Später verfluchte sich Skimir, dass er seinen Freund nicht besser festgehalten hatte, aber in diesem einen Augenblick erging es ihm wie Malandro und beide sahen zu, wie sich die Katastrophe entfaltete.
Natürlich tauchten weitere Ingener aus dem Dunkel hinter dem kleinen auf, der sich benommen schüttelte und mit blutender Lippe vom Boden hochdrückte. Einen ungehinderten Schlag konnte Tiscio noch anbringen, dann begann das, was bestenfalls ein Ringkampf werden konnte, aber eigentlich eine wilde, recht einseitige Schlägerrei war. Es waren bestimmt zehn dreckige halbstarke, die sich über den Feldstraßler hermachten und so blieb Skimir und Malandro kaum eine andere Wahl, als sich in den aussichtslosen Kampf zu stürzen.
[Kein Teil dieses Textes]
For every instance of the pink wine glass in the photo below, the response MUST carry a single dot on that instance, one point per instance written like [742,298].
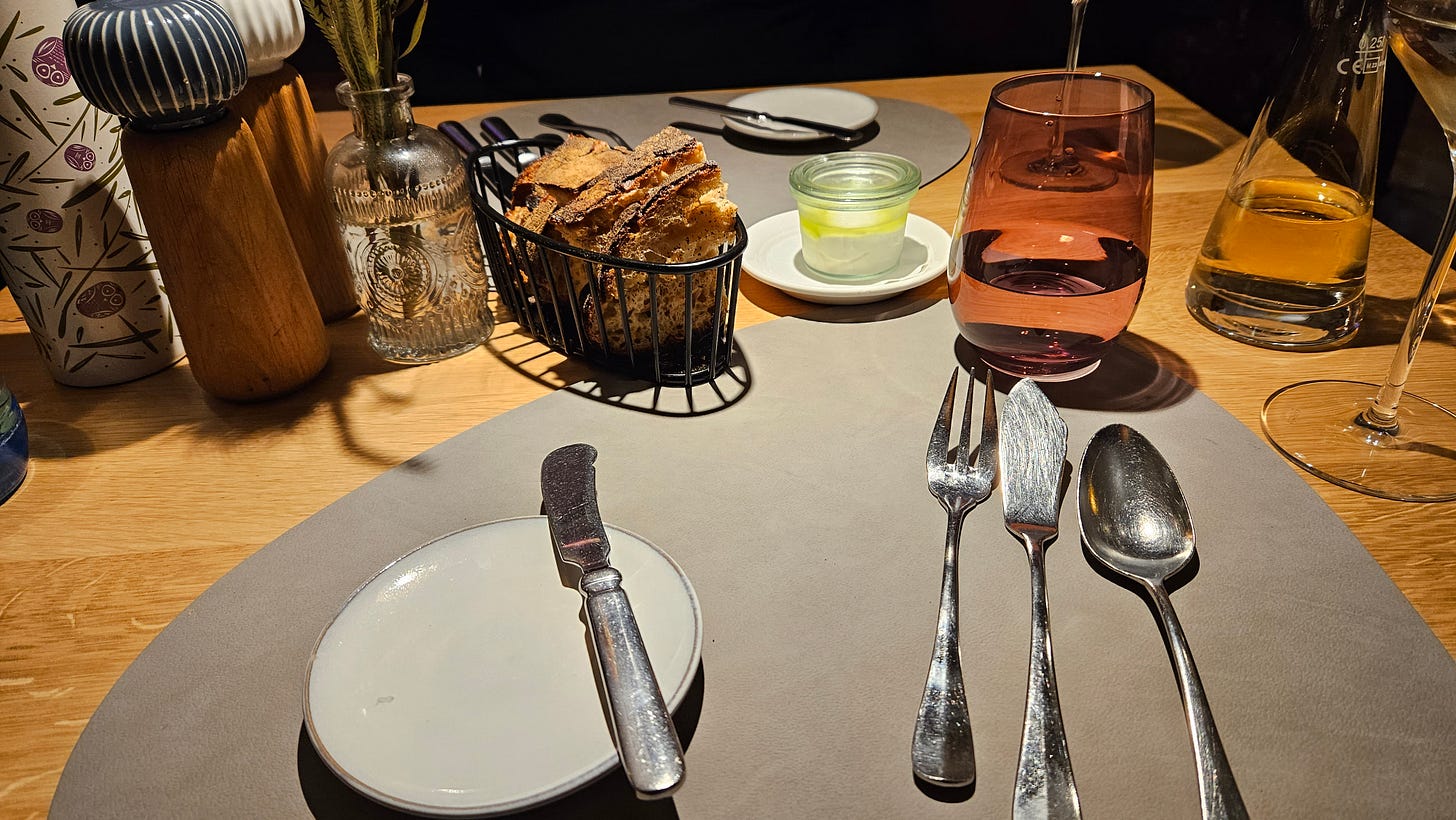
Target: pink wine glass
[1054,226]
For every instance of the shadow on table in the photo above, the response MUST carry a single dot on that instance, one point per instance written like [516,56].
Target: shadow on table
[60,428]
[571,375]
[1184,137]
[609,797]
[1136,376]
[1385,319]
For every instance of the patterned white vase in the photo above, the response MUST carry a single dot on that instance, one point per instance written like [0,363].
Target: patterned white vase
[73,249]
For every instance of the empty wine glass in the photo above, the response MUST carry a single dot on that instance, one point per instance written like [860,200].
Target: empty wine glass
[1378,439]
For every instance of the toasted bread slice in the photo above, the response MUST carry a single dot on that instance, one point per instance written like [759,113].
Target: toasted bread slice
[685,219]
[587,219]
[567,171]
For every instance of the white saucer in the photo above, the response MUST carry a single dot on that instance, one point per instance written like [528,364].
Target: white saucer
[459,680]
[773,258]
[835,107]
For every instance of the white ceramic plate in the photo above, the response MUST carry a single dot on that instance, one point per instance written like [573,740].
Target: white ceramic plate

Natürlich dauerte diese Abreibung nicht einmal fünf Minuten und natürlich kam es den dreien wie eine Ewigkeit vor. Schon nach kurzer Zeit beschränkten sie sich darauf, zusammengekrümt auf dem Boden zu liegen um zu schützen, was zu schützen ging.
Zu Beginn hatte Malandro noch versucht, Kargerheim zu finden, in der Hoffnung, dass er ihnen beistehen würde, aber mit den ersten Tritten verschwand diese Hoffnung.
Irgendwann war es vobei. Sie lagen noch eine Weile im Schmutz, bis sie sich schließlich, einer nach dem anderen, unter Schmerzen entfalteten. Wieder verging einige Zeit, in der sie bemerkten, dass keiner, der an ihnen vorbei ging, von ihnen Notiz nahm. Schließlich richtete sich Tiscio auf. Er, der sich am meisten Prügelte und oft genug der Grund für die Schlägereien war, hatte am besten gelernt, mit den Schmerzen zu leben. Er half seinen Freunden auf und gemeinsam humpelten sie, ohne noch einmal aufgehalten zu werden, vom Platz. Erst als sie den sicheren Schienensteig erreicht hatten, begannen sie, ihre Wunden zu begutachten. Ein Berti patroullierte die Plattform entlang und betrachtete sie argwöhnisch, ließ sie aber in Ruhe.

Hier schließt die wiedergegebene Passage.